I drive a 2018 Volkswagen Golf GTI. The manufacturer's recommendation is a 1,500km run-in period and first oil change at the end of the first year. For cars I have owned in the past, which were all Japanese, the manufacturers recommended oil change at the end of the run-in period. Should I change the engine oil now that my car has hit 1,500km?
The running-in protocol for cars varies from manufacturer to manufacturer. There are a number of reasons for this.
Most significantly, the technical parameters on which the engine design is based are not necessarily the same throughout the world. Car manufacturers apply their own rules that are not governed by legislature or international standards.
While it is true that modern cars are built with a higher precision of tolerance than in the past, it is still important to observe a "running-in" period. The engine needs to go through a process where the moving parts are honed in. Surfaces between moving and stationary parts will eventually fit perfectly.
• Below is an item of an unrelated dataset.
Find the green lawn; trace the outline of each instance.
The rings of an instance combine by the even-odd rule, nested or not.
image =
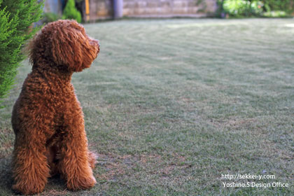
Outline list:
[[[41,195],[294,195],[294,20],[126,20],[84,25],[100,40],[72,82],[97,185]],[[0,109],[0,195],[10,195],[12,106]],[[222,174],[275,179],[221,179]],[[223,183],[288,188],[224,188]]]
Stick to the recommended running-in period, first service and subsequent service intervals. The car manufacturer may have used a special running-in oil that accelerates running-in, but has a short lifespan.
On the other hand, if your car's first service is specified at 15,000km, there is no need to do an oil change earlier.
On the subject of running-in, you do not need to drive like a tortoise. Just refrain from high revs or vigorous acceleration - especially from a standstill.
Try not to rev beyond 3,000rpm in the first 1,000km. Thereafter, increase the maximum revs occasionally over the next 2,000km. Avoid long periods of idling (not more than 30 seconds).
A long cruise at a constant speed (like a drive to Kuala Lumpur) is also to be avoided with a new car. A new engine needs to experience varying speeds, acceleration and deceleration.